Dúvidas surgiram em sua cabeça, por que a androide obedeceu aos comandos dele? Apesar disso, seguiu na direção que ele apontou. Ao entrar, Lena percebeu estarem em uma sala de controle interno, utilizada para estocar medicamentos, macas, cadeiras de rodas, seringas, luvas, entre outros utensílios.
Rylan entregou a doze para Lena, tirou a mochila das costas e a usou como uma cesta de supermercado. Passava perto das estantes coletando os pedidos e preenchendo a mochila. Ao aproximar-se dela, ele sussurrou: “Pegue os medicamentos naquele armário.”
Devolveu a doze para ele e pegou a lista, com andar sorrateiro, foi até o móvel e começou a procurar pelos medicamentos. Com o término da coleta, ela fechou a porta do armário. Um androide os surpreendeu saindo de trás do móvel.
O humanoide estava a poucos palmos de Lena e segurava uma seringa em cada mão, a empunhava como se fossem punhais.
— Corre! — gritou Rylan.
Lena virou-se e um tiro de doze destruiu a cabeça do androide.

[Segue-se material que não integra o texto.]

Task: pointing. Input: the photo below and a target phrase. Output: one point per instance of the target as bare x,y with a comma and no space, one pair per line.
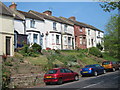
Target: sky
87,12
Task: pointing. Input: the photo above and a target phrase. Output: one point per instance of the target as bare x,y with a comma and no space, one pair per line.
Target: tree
109,6
111,39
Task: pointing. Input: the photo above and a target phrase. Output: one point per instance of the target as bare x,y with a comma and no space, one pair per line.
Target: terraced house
44,29
58,34
6,31
20,36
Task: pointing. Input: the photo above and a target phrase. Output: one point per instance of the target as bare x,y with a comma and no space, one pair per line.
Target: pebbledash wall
38,29
7,31
91,37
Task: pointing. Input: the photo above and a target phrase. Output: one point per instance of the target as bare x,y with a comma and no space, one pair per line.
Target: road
108,80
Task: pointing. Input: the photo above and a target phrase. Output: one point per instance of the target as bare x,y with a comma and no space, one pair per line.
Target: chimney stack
13,6
72,18
48,12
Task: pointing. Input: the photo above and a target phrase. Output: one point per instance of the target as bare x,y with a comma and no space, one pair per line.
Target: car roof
56,68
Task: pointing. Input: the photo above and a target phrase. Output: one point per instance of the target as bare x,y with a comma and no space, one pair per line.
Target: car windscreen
105,63
51,72
89,66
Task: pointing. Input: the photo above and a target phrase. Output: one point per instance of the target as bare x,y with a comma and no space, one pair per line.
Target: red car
59,75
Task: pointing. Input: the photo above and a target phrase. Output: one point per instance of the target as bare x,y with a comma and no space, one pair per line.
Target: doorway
8,45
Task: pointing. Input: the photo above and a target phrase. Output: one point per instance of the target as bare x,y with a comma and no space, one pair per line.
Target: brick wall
28,80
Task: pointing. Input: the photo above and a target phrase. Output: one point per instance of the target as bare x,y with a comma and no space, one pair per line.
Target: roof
30,15
18,15
80,24
49,17
5,10
72,21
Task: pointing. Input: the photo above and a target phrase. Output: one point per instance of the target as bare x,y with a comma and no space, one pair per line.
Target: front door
8,45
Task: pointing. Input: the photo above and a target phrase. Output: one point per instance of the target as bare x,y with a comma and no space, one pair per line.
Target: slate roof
49,17
5,10
81,24
30,15
18,15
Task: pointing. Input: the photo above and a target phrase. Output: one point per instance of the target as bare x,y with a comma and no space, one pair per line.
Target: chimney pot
13,5
72,18
48,12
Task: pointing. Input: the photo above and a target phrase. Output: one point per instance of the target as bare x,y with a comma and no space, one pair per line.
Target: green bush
99,46
36,48
95,51
33,51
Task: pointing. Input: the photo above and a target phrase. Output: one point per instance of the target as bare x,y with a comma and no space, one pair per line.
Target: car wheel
95,73
76,78
47,83
104,71
60,81
113,69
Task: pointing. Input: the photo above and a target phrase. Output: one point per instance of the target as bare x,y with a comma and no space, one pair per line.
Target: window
52,38
65,40
89,41
29,38
80,40
98,33
54,25
80,29
35,36
57,39
65,27
32,23
69,40
88,32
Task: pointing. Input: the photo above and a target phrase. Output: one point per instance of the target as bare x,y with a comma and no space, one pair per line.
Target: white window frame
32,23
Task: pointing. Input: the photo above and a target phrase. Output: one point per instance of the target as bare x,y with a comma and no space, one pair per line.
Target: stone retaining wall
28,80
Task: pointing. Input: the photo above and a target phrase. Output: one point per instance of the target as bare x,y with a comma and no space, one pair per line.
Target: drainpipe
24,23
61,38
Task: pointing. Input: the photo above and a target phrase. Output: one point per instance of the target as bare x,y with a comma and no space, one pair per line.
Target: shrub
99,46
36,48
95,51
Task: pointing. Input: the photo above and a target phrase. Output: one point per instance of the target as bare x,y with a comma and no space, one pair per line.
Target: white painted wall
19,26
90,37
6,29
100,38
39,26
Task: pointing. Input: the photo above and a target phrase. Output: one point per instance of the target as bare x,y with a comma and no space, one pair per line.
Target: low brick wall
28,80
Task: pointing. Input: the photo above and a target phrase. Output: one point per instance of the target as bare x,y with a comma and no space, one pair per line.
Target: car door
70,74
99,68
63,74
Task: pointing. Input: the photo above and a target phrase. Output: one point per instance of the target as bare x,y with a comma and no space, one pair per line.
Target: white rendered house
54,28
34,26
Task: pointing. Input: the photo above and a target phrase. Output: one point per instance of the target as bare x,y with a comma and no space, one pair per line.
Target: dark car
60,75
111,65
93,69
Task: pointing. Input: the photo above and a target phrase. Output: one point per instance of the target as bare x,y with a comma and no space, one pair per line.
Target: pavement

Com a mochila cheia, eles saíram correndo na direção das escadas, outros dois androides apareceram no corredor. Por sorte, não estavam entre eles e as escadas.
— Doutora mil trezentos e dezoito, despertar, não permita que nada venha atrás de nós.
Desceram as escadas correndo, o pavor os fez pular pelos degraus. Ouviram os androides destroçarem a doutora enquanto fugiam. Outro abriu a porta que dava ao primeiro andar e Rylan o destruiu com um tiro na cabeça assim que o viu.
Olharam e não encontraram mais nenhum deles no primeiro andar, correram para a porta pela qual entraram. Fora do edifício, arrastaram o que fosse possível e pularam o muro.
Sempre atento com a retaguarda, Rylan mantinha a arma em punho pronta para novos disparos. A cada passo, eles se sentiam mais aliviados e contentes com a mochila cheia de medicamentos. Aquele seria um avanço significativo para o grupo de Lena.
Ao saírem da casa, o medo dissolvia com a respiração, até ouvirem uma ambulância dar partida. O veículo acelerou na direção deles, o pavor voltou tão rápido quanto um piscar de olhos, eles corriam na direção da moto. O automóvel abria passagem trombando nos carros abandonados pelo caminho.
— Corre, Lena! Leve a mochila! — gritou Rylan indo para a outra direção.
Confusa e amedrontada, Lena correu para a moto. A ambulância acelerou no rumo em que Rylan fugia. Tiros e roncos de motor se tornaram constantes, até o momento em que o barulho de freio antecipou o som de uma colisão.
O silêncio que seguiu era pleno, Lena não escutava nada além de sua própria respiração. Chegou na moto, olhou para trás e começou a chorar. Temeu pela vida do seu parceiro ao ver que a ambulância colidiu contra uma parede.
Ao ver Rylan levantar-se dos escombros, sentiu seu coração acelerar. Ele mancava, a calça jeans escura estava manchada de sangue.
— Vamos — disse Rylan aproximando-se.
— O ferimento é grave?
— Não se preocupe, foi superficial.
Parecia pior do que ele disse, mas Lena decidiu não argumentar.
— Consegue dirigir?
— Espero que sim.
Apesar de preocupada, Lena subiu na garupa e partiram.